Weekley still isn’t putting extremely well — even though he has made a couple of long ones — but unlike last week when Weekley was hitting the ball well, he isn’t this week and yet he is at 6 under through two rounds and just four shots off the lead.
“I know my golf game is not where it should be because I ain’t put any time in on it yet,” Weekley said. “I’ve been home hunting and fishing, doing my thing what I want to do, and you ain’t going to be able to come right out of the gate saying I’m hitting this solid, I’m hitting this.”
For Weekley, a feel player, venues like Colonial, Hilton Head and Waialae are places he can shine, even without his “A” game.
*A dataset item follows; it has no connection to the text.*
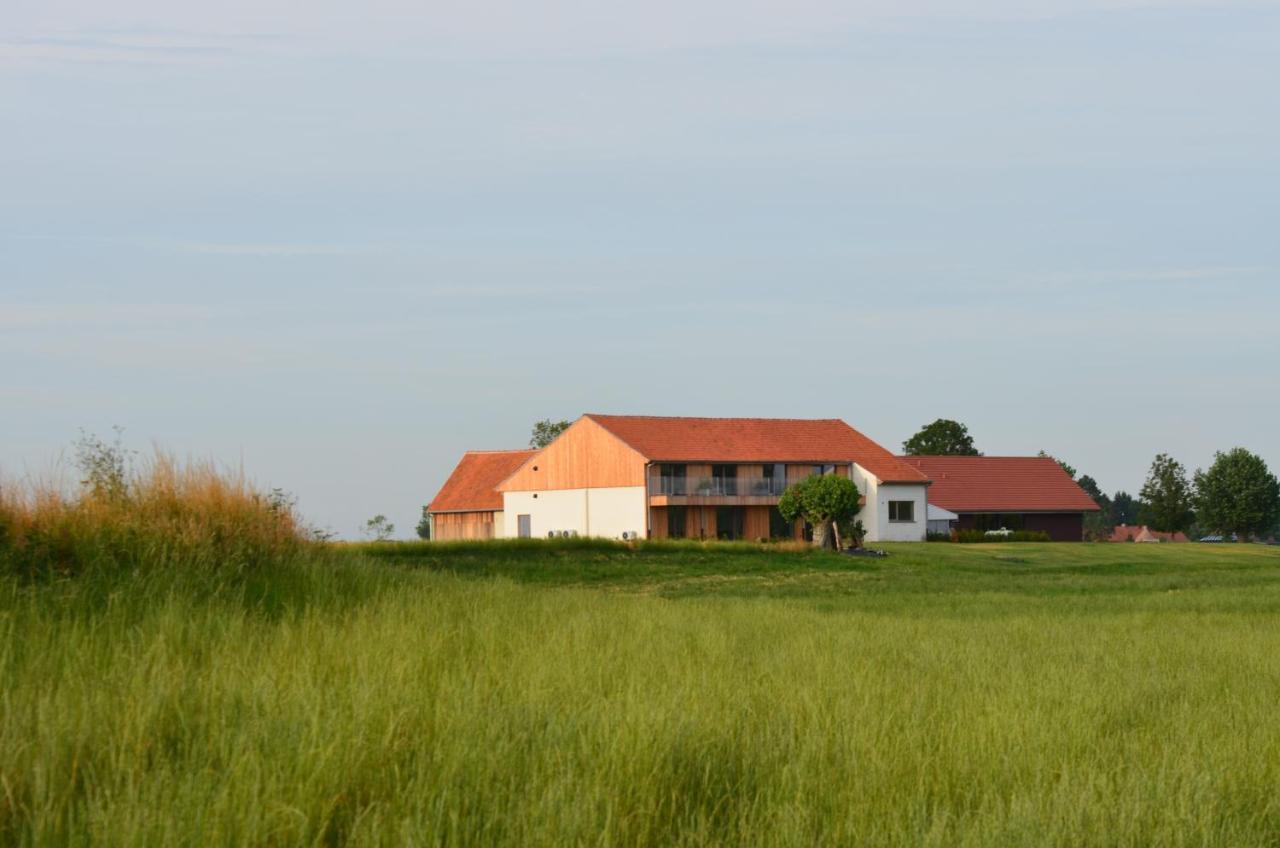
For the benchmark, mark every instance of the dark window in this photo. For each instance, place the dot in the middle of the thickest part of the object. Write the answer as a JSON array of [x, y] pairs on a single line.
[[775, 479], [778, 527], [723, 479], [730, 521], [677, 521], [672, 479]]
“I’m missing in the right spots right now, thank goodness,” Weekley said. “I’m missing it where I can get it up‑and‑down or I’m missing it in the bunkers where I’m drawing the good lies out of the rough, and I’m in the bunker but I’m not against the lips.”
• • •
5. SHORT SHOTS: James Hahn holed out from 193 yards to make an albatross at the 497-yard, par-5 ninth. It was the first albatross at the Sony since Terry Mauney did the honors at at that same hole in Round 2 of the 1978 tournament. . . . Tim Clark ran off a nice little stretch – a birdie at 17, an eagle at 18, a birdie at No. 3 – but by then a sore elbow had caused him plenty of heartache. When Clark bogeyed the par-4 fourth to go to 3 over for the tournament, he had had enough and he withdrew. . . . 79 players made the cut at 1 under. . . . Amateurs William Liu (+6), Tianlang Guan (+8) and Jared Sawada (+10) all missed the cut. . . . Russell Knox was comfortably under the cut line at 2 under, playing the ninth hole, his last. After a drive into the right hazard, Knox struggled to get to the green and after a two-putt made a double-bogey 7 on the easiest hole of the round.